Es gibt immer mehr Apps für Kleinkinder, die verschiedene Fähigkeiten wie beispielsweise die Koordination oder das Hörvermögen schulen sollen. Doch wie sinnvoll sind solche Apps wirklich? Und müssen Kinder schon so früh wie möglich an digitale Produkte gewöhnt werden oder reicht es aus, wenn sie sich erst einmal in der analogen Welt zurecht finden? Immerhin berühren kleine Kinder zuerst sowieso alles, was sie in die Finger bekommen, weshalb einem Tablet oder Smartphone hierbei kein besonderer erzieherischer Nutzen zugesprochen werden sollte. Dass sich verschiedene Elemente bei Berührung verändern, ist zwar spannend, kann vom Kind aber noch nicht wirklich zugeordnet werden.

Gezielte Interaktion und Lerneffekt? Fehlanzeige.

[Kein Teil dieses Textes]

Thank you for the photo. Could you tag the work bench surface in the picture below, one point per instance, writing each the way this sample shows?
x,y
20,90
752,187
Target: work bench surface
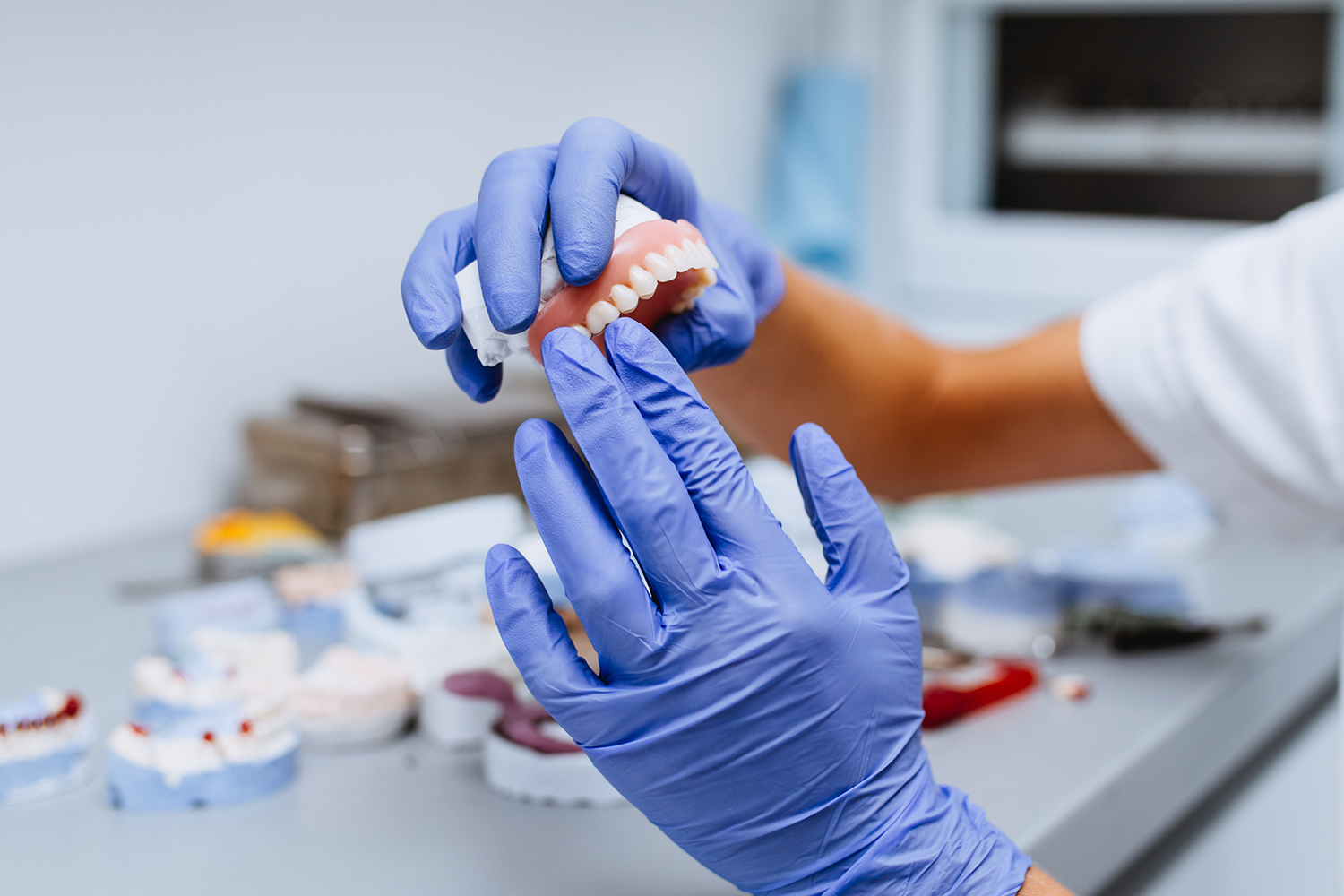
x,y
1083,788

Das lässt sich in zahlreichen Videos erkennen, in denen Kinder mit einem Tablet spielen. Sie tippen und streichen zwar fleißig über den Bildschirm, einen Zusammenhang zwischen ihrer Aktion und der im Gerät stattfindenden Reaktion können die meisten jedoch nicht herstellen. Das siehst du daran, dass die Kinder das jeweilige Gerät während und zwischen den Spielen hin und her drehen, es auf den Kopf stellen oder wahllos Knöpfe drücken. Von gezielter Interaktion und einem Lerneffekt kann hierbei keine Rede sein.

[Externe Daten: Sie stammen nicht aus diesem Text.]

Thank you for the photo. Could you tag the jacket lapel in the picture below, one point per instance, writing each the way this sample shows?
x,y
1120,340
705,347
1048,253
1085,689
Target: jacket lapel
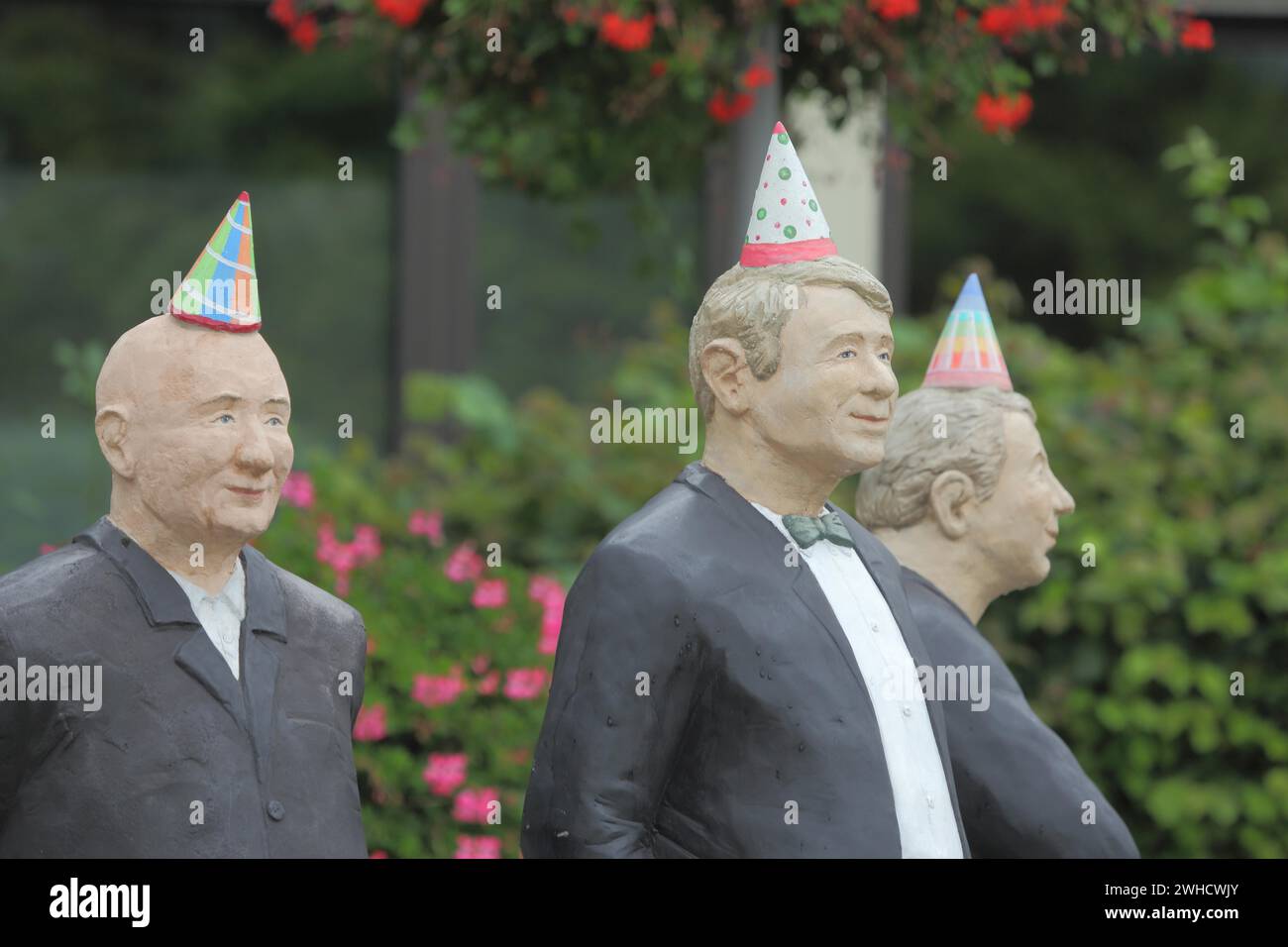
x,y
250,701
887,574
804,583
263,633
200,659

Auch diverse Entwicklungspsychologen sind skeptisch, dass vor allem Kleinkinder schon Fortschritte machen, indem sie mit Hilfe von Apps Zahlen oder Buchstaben, Musikstücke oder Sprachen lernen. Gerade Kinder unter vier Jahren müssten von den Eltern noch durch die Apps geführt werden, da diese oft zu komplex seien. Daher sind die meisten Apps erst ab dem Zeitpunkt geeignet, an dem die Kinder in die Schule kommen. Wie soll dein Kind denn auch ein Pinsel-Symbol zum Malen auf einem Tablet verstehen können, wenn es analog im schlimmsten Fall noch nie einen Pinsel oder Stift in der Hand hatte?

Entwicklung unterstützen – nicht überspringen

Der wichtigste Tipp lautet deshalb: Übt die wichtigsten Dinge erst einmal in der analogen Welt! Bringe deinem Kleinen also das Malen mit Stift und Papier bei, da es sich dabei um primäre Fähigkeiten handelt, die nach wie vor in der analogen Welt zählen!

Das steht jedoch nicht im Gegensatz dazu, dass die Digitalisierung immer mehr um sich greift und deshalb schon Kinder von Beginn an mit neuen Kommunikationsmitteln und -techniken vertraut gemacht werden sollten. Doch bevor dein Kind zu viel seiner Zeit in der digitalen Welt verbringt, sollte es sich zunächst mit der analogen Welt auseinandersetzen, die vor allem viel mit sozialen Kontakten zu tun hat! Diese können durch digitale Kontakte nicht ersetzt werden, sind aber im Kinderalter genau das, was jeden Menschen prägt.

Digitalisierung ja, aber nicht um jeden Preis

Gerade Kleinkinder brauchen diese Phase für ihre Entwicklung, da sie dabei die Grundlagen der zwischenmenschlichen Beziehungen erlernen. Nur in der analogen Welt lernt man Gestik und Mimik zu deuten, Gespräche zu führen, Witze und Ironie zu verstehen und Konflikte zu lösen. Zudem ist Kommunikation und Konversation unglaublich wichtig für die Entwicklung des eigenständigen Denkens. Erst wenn diese soziale Komponente und grundlegende motorische Fähigkeiten vorhanden sind, kann ein Umgang mit Smartphone und Tablet Sinn machen.

Wichtig: Lass dein Kind damit nicht alleine. Es sollte an einen verantwortungsbewussten Umgang mit Technik aller Art herangeführt werden und das Gefühl bekommen, dass es nicht nur vor einem Gerät geparkt wird, damit die Eltern sich anderen Dingen zuwenden können.

So wie du also mit deinem Kind ein Buch lesen würdest, solltest du mit ihm gemeinsam Apps ausprobieren, digitale Spiele spielen oder ein Bild auf dem Tablet malen. Am besten gibt es außerdem festgelegte Zeiten, an denen digitale Geräte zum Einsatz kommen, sodass diese nicht zur Selbstverständlichkeit werden und von den vielen spannenden Entdeckungen in der analogen Welt ablenken.